Quantum Computing: Why Post-Quantum Cryptography Already Matters Today

Introduction

Illustration of a cyber attacker in 2030 using quantum computing to decrypt previously captured RSA-2048 encrypted data.

The advent of Quantum Computing is generating more and more headlines. It promises leaps in solving very complex scenarios that require computing power not suitable for the, so far, dominant Von Neumann architecture.

Apart from going to provide a platform for new applications and improve on existing problems it will also add a challenge to IT security.

A reminder that the security community is already working on something …

After I started writing this article, I got my first taster. I logged into a Linux server and for the first time was greeted with the following warning:

** WARNING: connection is not using a post-quantum key exchange algorithm.
** This session may be vulnerable to "store now, decrypt later" attacks.
** The server may need to be upgraded.

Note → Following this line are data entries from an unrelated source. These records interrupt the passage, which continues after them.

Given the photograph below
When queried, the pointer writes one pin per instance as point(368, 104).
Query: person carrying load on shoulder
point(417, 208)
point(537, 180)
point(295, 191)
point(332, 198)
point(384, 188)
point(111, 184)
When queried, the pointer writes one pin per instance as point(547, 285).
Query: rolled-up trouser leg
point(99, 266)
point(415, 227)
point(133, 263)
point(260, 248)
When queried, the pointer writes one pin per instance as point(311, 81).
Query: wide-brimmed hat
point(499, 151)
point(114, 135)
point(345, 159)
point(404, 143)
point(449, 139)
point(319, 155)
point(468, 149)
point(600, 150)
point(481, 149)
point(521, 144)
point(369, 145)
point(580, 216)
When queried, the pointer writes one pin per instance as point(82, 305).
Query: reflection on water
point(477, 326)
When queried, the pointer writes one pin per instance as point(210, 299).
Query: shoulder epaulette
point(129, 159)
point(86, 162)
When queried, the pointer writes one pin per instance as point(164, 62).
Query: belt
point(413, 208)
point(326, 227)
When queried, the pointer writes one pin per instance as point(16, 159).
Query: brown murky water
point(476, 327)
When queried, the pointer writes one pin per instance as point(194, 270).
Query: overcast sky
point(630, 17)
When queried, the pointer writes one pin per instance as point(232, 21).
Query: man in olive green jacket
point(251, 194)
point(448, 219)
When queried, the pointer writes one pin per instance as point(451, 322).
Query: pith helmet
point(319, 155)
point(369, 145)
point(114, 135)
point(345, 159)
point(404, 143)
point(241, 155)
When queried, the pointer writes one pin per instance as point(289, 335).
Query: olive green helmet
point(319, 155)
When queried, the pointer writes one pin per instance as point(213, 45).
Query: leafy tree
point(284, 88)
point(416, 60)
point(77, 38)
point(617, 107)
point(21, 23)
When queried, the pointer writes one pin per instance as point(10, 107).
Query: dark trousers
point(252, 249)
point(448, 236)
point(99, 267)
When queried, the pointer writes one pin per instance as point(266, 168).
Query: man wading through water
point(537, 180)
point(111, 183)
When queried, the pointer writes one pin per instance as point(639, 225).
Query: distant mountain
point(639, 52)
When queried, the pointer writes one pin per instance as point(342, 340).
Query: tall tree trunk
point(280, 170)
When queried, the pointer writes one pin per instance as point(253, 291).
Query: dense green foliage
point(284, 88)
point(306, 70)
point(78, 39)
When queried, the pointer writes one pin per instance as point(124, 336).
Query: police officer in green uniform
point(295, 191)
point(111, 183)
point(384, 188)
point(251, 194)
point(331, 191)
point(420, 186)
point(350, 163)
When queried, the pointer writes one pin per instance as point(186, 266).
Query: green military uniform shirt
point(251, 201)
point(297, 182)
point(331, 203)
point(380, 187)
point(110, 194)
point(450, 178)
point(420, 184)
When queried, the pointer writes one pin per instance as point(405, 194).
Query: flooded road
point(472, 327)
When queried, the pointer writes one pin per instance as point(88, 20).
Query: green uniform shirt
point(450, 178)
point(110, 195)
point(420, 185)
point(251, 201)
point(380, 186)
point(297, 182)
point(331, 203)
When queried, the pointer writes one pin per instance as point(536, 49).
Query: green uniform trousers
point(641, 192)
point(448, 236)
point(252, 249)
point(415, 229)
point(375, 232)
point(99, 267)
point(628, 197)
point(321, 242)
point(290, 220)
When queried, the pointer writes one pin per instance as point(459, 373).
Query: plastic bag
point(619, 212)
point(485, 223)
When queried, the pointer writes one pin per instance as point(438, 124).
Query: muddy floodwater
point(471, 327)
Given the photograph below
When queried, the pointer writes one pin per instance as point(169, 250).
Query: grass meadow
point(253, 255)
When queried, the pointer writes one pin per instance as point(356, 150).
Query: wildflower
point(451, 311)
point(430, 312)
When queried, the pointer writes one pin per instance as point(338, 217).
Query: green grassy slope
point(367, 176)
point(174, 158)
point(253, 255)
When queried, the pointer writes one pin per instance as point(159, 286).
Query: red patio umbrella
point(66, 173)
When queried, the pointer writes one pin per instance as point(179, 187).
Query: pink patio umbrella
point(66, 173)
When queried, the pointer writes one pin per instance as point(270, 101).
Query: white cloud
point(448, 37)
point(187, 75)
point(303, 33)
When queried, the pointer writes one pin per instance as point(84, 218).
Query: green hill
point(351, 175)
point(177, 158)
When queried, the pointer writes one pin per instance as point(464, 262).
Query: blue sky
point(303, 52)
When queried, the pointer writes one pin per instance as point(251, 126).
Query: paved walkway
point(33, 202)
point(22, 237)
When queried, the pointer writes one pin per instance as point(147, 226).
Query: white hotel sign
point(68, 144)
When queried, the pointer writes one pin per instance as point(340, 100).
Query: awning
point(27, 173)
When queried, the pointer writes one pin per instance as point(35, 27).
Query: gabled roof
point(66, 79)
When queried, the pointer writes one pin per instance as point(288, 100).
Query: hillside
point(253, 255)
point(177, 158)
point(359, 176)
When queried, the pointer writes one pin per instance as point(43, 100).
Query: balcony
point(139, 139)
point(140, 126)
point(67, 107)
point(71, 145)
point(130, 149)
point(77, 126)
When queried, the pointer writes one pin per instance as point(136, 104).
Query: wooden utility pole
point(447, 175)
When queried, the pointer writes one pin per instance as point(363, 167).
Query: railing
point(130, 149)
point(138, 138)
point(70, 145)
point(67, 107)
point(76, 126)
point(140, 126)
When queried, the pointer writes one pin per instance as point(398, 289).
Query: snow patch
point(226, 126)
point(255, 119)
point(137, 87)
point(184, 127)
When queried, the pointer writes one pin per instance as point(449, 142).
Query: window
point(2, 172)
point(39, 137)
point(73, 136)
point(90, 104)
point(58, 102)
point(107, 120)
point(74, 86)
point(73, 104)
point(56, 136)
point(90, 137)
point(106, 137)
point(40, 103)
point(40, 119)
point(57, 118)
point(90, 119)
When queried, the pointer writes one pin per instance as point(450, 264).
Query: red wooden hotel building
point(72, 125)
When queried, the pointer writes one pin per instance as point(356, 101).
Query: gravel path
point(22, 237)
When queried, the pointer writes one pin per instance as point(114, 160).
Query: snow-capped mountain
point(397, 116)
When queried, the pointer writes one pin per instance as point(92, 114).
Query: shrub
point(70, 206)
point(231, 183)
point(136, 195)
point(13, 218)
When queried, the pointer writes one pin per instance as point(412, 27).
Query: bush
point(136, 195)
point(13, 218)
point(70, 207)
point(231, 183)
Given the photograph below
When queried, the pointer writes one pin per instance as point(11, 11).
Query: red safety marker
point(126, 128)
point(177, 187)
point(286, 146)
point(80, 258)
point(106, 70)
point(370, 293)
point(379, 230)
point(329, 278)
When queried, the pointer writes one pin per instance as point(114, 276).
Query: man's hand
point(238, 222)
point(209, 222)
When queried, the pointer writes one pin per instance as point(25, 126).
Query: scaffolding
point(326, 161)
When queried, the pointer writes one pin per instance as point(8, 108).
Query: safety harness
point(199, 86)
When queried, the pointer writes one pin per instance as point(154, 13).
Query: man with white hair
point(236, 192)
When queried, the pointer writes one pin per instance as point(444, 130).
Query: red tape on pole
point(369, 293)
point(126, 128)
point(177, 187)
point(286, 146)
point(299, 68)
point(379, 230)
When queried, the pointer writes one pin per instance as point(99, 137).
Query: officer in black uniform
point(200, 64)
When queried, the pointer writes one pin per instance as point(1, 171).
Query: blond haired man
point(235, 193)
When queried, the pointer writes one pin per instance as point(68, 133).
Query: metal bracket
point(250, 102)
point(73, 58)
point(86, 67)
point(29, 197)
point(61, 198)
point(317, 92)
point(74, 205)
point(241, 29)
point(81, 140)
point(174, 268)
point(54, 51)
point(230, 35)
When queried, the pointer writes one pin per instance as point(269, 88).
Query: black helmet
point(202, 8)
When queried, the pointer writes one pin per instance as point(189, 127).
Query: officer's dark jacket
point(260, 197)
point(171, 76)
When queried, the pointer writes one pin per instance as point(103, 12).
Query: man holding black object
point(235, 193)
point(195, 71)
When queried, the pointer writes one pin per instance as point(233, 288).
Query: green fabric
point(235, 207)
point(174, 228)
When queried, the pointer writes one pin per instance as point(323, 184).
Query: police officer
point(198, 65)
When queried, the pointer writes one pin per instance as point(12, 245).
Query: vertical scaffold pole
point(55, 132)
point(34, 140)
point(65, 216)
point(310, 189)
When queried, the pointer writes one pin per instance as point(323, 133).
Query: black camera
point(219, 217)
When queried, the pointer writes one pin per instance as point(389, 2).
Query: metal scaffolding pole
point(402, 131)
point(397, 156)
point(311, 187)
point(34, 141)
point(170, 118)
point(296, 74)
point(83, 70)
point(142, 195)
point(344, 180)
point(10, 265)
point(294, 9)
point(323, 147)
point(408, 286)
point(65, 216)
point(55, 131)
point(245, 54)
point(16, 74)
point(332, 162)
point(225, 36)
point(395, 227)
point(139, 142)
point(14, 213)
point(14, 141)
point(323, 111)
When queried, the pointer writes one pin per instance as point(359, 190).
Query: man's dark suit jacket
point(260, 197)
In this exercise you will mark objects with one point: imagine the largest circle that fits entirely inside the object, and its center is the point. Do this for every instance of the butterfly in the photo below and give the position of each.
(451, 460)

See https://openssh.com/pq.html

The topic has already caught up with me in a real-world scenario. But what does this message actually mean? Let’s move on from here for now and take a broader look at security, in particular encryption, and the relevance of quantum computing.

Cryptography - Encryption

Encryption is vital for various data handling use cases like proof of origin, identity or historic interaction. Also applies to secure data transfer, integrity of transfer as well as securing data at rest/in storage. Practical uses include web browsing (HTTPS), access to servers (ssh), backup of data, crypto currencies and much more.

There are in principle two families of encryption types. Those are frequently combined to implement standardized protocols.

Symmetric key cryptography

  • Shared key secret
  • Very fast
  • AES standard widely used but also ChaCha20

Use cases (selection)

  • Large files (including backups)
  • SSL/TLS data transfer/in transit protocol
  • VPN, SSH or HTTPS - data transfer following authentication/key exchange

Asymmetric key cryptography

  • Public and private key pair
  • Slower
  • RSA standard widely used but also ECC (Ed25519, ECDSA)

Use cases

  • Symmetric key exchange
  • Digital signatures
  • VPN, SSH or HTTPS - handshake, authenticate server and user

Attack Vectors

Attackers have different routes to compromise systems. I am going to focus on algorithm and key strength and not on governance issues.

The increase in computing power (faster CPUs, and more so GPUs and later on Cloud Computing) reduced attack time. Increased recommended key lengths were the mitigation; the principal algorithms did not change by much.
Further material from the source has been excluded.